Dès une heure du matin
une foule impressionnante se dirige vers Sangam où vont avoir lieu à l’aube les
bains des Saints Hommes. Les pèlerins empruntent les dizaines de ponts
flottants à sens unique. Les larges allées sont éclairées par d’énormes
projecteurs. Les croisements sont souvent compliqués et il est difficile de ne
pas se laisser emporter. Aussi les familles marchent en « files
indiennes », chacun tenant le sari ou la tunique du précédent. Malgré la
cohue, les hindous sont disciplinés et les quelques incidents sont vite réglés
par les coups de bâtons énergiques des militaires. Puis aux abords du fleuve,
les pèlerins sont parqués derrière de hautes clôtures en bois. Cinq heures
d’attente dans une nuit sans lune, dans le froid et le brouillard.
Arrivent enfin là
l’aube, les nagas sâdhus comme une vague déferlante, sous les clameurs de la
foule. Les uns sont à cheval, les autres défilent à pied. Il semble que cette
année la procession soit moins prestigieuse. Point d’éléphants ni de palanquins
dorés ! Du côté des pèlerins on ressent une grande ferveur à la vue de ces
hommes nus. Chaque sâdhu n’a que quelques secondes pour s’immerger et ressortir
de l’eau pour laisser la place au suivant. Au retour ils ont perdu leur
cendre ; leur nudité semble accentuée et parait un peu plus indécente !

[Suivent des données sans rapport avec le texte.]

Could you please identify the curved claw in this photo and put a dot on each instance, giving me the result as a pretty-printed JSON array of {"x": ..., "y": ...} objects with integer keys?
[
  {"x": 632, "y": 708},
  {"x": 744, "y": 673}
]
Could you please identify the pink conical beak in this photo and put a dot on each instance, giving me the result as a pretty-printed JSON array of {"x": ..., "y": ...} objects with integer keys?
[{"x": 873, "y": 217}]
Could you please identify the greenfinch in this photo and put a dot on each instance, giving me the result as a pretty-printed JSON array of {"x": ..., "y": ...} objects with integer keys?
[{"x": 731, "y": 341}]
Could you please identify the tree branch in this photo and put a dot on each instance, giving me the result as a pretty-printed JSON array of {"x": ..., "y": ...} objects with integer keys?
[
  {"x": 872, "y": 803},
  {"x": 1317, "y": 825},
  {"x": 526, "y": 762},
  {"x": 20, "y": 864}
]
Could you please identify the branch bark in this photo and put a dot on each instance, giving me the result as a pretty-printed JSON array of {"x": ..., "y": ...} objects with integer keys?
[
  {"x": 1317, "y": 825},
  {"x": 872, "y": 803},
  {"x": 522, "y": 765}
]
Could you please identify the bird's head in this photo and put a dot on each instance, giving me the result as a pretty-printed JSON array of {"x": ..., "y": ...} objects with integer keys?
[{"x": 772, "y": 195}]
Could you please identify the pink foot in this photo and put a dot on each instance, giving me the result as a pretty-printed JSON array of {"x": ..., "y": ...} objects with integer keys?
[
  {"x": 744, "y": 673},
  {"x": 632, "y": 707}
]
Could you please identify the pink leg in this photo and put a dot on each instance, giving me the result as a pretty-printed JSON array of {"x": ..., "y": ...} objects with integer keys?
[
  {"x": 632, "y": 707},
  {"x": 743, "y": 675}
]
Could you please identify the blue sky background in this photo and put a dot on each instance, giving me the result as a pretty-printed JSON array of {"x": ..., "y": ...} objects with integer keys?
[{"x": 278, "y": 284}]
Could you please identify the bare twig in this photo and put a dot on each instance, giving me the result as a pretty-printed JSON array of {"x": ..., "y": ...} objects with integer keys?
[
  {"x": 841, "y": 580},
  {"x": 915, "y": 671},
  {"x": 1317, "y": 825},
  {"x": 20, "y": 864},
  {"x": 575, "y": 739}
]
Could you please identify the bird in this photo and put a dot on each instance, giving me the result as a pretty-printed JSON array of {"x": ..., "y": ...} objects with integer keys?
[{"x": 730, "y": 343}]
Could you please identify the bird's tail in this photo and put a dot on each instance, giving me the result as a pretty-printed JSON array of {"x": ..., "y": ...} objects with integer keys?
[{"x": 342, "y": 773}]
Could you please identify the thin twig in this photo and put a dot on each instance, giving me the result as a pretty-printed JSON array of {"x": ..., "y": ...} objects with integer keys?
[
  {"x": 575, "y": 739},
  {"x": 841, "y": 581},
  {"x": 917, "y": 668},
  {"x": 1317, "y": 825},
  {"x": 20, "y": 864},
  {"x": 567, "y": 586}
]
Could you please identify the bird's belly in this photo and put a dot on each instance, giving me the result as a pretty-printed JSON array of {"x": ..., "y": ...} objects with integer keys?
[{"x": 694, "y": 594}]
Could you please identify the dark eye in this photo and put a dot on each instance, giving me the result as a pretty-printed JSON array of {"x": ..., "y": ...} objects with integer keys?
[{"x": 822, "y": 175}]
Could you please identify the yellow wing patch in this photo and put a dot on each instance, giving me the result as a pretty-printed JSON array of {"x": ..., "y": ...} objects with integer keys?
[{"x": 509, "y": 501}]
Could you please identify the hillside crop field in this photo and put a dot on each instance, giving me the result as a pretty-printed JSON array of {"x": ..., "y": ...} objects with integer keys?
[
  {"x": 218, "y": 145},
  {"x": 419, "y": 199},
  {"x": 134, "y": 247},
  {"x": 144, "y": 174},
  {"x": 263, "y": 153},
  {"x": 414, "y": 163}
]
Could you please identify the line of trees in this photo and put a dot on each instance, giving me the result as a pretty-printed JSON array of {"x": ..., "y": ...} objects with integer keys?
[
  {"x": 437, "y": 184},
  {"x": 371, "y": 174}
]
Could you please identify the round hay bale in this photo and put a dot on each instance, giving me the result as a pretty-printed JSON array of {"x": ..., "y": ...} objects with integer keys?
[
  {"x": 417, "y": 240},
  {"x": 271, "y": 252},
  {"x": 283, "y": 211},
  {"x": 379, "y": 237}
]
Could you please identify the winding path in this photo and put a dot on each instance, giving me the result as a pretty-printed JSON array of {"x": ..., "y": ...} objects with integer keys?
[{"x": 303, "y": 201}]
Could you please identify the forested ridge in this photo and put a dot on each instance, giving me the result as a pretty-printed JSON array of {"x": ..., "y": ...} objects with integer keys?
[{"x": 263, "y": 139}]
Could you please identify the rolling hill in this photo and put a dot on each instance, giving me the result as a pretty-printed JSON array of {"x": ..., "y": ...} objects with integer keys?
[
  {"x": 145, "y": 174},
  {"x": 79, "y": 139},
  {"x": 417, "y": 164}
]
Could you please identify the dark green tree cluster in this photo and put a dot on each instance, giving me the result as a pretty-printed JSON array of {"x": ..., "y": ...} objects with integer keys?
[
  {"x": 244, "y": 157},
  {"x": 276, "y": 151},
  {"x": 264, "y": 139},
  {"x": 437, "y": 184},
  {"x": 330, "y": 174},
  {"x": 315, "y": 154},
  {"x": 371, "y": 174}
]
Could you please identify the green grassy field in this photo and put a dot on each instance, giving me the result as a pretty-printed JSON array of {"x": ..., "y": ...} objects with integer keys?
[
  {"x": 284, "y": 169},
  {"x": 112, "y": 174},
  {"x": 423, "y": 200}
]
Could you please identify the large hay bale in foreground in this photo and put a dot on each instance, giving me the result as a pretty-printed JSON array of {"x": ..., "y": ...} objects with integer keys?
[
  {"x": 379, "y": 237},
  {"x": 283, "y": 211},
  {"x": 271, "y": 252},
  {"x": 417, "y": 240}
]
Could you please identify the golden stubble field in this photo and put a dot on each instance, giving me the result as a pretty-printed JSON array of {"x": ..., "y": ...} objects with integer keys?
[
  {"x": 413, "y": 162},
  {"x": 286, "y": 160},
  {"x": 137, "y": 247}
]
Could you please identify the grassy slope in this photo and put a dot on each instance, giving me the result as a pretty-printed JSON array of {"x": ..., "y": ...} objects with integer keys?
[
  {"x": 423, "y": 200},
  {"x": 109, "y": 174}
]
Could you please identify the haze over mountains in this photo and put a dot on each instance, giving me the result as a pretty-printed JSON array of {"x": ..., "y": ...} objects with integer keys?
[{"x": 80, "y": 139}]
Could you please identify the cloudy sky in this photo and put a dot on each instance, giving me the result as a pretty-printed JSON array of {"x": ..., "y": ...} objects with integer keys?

Certains d’entre eux se livrent à quelques exercices de yoga qui ont des
allures de spectacles de cirque.
Les gourous arrivent
ensuite dans leurs chars décorés. Ils en descendent abrités sous une grande
ombrelle dorée. Ils sont précédés de fidèles qui leur ouvrent le chemin pour
accéder rapidement à l’espace réservé à leur bain. Puis ils retournent vers
leur char pour suivre une longue procession dans l’allée principale, à la suite
des nagas sâdhus. Des fleurs sont jetées aux pèlerins qui se précipitent pour
les ramasser comme une relique sainte. Chants, musiques, clameurs, la
cacophonie est assourdissante.
Le jour s’est levé
dans la brume et les bains vont se succéder ainsi jusqu’à la fin de la matinée.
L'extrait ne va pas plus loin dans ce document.